Automating Propagations with DataHub and DataHub-Tools

The propagating of metadata, tags, and owners outside of a DataHub dataset ingestion can be made easy.

At Notion, data powers our business decision-making and our product itself. Therefore, it is essential for us to (a) understand what data in our warehouse is business critical and (b) ensure our critical data is built off of reliable sources. Without this understanding, we cannot effectively respond to incidents or know where to focus our reliability efforts. This would mean our customers and internal stakeholders would lose faith in our data.

We rely on Acryl Datahub to gain these insights and ensure our critical data is reliable. Datahub is the #1 open-source data catalog for data discovery and modern governance. Acryl’s SaaS product takes DataHub to the next level through automation and emphasis on time-to-value. In this post, we will discuss an integration we have built on top of DataHub to make sure our business-critical datasets are always properly labeled so we are able to respond to incidents with the most up to date information.

The Problem

At Notion, we use a complicated formula that calculates who should own datasets and how these datasets should be triaged should their workflows fail. When we excitedly signed up with Acryl Data we were faced with the challenge of migrating away from our manual processes of tagging and annotating our tables within DataHub. We were able to automate using DataHub’s robust API which solves the problem of managing entities outside of their ingestion. However, we were met with a lot of boilerplate, so we wrote and open-sourced a small Python package that wraps the API’s endpoints.

Let’s look at a simplified example of how we used the package to solve the problem…

Say we have some metadata boolean flags that describe how a dataset is used:

is_exposed_externally
is_used_to_drive_company_metrics

We want to use those flags to decide the right triage priority and owners for a given table.

If is_exposed_externally is TRUE then assign the highest priority, “P0” and assign the data engineering team as the technical owner
If is_used_to_drive_company_metrics is TRUE then it’s still important, but a bit less critical so “P1” and our best owner would be the data science team.
Otherwise, we’ll give the lowest priority P2, and not assign an owner.

But we also need to consider any downstream tables that have a higher priority so the first step is to propagate metadata by inspecting the lineage.
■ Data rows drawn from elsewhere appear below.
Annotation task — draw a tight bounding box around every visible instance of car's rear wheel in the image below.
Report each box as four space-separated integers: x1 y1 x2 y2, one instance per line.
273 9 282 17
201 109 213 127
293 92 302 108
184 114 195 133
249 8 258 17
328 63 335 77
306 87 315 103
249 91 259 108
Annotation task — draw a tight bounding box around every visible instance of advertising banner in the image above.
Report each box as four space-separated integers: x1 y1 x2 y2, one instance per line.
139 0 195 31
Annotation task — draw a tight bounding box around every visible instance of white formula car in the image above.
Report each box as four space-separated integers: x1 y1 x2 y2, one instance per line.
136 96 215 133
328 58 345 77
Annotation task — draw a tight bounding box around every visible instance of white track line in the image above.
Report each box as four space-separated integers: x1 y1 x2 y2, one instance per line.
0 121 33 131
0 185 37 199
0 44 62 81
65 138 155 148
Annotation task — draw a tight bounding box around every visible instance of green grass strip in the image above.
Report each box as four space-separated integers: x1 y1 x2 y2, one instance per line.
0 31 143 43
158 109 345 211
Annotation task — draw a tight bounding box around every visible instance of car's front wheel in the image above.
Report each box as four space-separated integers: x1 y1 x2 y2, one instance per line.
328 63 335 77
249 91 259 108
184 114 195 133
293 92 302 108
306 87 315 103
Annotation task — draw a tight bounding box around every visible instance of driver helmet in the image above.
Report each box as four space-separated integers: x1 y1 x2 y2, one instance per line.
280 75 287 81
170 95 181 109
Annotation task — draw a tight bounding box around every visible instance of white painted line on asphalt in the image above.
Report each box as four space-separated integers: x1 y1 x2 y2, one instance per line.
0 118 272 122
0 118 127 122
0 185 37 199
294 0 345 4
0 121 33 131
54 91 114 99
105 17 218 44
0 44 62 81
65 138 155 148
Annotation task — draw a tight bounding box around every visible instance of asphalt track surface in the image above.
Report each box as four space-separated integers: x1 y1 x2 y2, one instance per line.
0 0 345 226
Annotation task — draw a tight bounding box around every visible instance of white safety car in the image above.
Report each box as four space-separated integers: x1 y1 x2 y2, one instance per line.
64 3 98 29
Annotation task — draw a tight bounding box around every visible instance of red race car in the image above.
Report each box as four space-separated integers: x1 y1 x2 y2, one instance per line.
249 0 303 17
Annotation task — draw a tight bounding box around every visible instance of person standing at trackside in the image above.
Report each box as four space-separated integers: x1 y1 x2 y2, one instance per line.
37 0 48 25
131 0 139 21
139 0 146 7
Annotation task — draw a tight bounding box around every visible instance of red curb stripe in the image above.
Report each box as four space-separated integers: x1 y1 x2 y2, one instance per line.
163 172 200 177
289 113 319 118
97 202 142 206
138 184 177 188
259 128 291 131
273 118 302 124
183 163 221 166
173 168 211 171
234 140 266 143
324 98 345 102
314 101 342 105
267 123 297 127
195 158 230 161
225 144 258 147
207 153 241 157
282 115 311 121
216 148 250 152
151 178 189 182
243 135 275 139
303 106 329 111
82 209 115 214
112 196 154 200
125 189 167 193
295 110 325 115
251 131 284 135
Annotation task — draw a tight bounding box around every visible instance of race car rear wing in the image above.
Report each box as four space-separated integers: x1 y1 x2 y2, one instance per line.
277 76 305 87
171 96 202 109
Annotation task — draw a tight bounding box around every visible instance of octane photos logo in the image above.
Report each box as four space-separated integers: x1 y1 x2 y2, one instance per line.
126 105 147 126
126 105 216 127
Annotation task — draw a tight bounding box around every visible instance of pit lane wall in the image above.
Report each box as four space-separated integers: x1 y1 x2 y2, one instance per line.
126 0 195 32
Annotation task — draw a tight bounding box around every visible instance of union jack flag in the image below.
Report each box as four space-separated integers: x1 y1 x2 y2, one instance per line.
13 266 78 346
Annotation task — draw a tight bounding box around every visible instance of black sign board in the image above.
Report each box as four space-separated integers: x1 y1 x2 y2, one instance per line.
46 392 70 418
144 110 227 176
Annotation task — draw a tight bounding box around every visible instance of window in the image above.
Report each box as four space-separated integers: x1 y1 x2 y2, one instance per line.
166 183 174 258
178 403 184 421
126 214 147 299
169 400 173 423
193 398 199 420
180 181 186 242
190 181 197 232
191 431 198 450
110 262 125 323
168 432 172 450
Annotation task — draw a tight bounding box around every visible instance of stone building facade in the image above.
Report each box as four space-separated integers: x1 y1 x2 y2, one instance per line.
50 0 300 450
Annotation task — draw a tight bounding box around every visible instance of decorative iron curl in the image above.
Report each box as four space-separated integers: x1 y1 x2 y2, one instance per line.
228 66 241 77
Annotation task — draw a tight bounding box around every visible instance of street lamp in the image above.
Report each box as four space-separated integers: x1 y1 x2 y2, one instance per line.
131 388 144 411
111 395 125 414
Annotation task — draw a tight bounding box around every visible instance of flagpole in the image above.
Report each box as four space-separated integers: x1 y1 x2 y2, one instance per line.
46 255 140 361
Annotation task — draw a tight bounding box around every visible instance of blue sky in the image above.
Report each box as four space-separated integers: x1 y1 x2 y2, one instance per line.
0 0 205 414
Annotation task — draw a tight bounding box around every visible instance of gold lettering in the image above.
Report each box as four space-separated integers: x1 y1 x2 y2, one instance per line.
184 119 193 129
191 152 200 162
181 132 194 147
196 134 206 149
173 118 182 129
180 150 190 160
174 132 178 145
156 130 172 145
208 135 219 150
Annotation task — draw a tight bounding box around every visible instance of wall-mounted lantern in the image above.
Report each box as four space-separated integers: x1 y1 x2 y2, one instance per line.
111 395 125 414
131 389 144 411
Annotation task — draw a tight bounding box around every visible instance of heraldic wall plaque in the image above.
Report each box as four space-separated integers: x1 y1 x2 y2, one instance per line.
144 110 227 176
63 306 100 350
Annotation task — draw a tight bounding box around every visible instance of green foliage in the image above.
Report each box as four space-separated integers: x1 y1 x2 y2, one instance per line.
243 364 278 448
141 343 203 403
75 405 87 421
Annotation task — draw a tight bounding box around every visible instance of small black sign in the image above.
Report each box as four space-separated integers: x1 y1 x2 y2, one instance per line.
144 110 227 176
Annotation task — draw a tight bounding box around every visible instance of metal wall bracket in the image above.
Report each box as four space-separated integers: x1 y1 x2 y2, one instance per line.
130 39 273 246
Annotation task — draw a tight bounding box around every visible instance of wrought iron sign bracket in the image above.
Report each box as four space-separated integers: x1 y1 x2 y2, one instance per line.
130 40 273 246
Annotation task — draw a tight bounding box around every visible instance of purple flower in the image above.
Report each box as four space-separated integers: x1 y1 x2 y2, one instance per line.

The best place to modify metadata is during ingestion, so we’ll need a transformer to do that work for us.

A full example of how to add a metadata transformer can be found as an example in the datahub-tools repository, but the heart of the work is summarized below.

Part 1: Metadata Propagation

A transformer is a custom class that is called during the ingest of your data into DataHub.

class MyPropertiesResolver(AddDatasetPropertiesResolverBase):

    def get_properties_to_add(self, entity_urn: str) -> dict[str, str]:
        # returns a dictionary of metadata that should be included during
        # ingest for the givent entity_run
        return {}

Steps that we will need to take to fill out this class:

Get our resources (A resource is a table of data generated from SQL and is synonymous with a model or a DataHub dataset entity)
Propagate metadata from downstream resources
Provide a lookup that returns the metadata for a given DataHub entity URN.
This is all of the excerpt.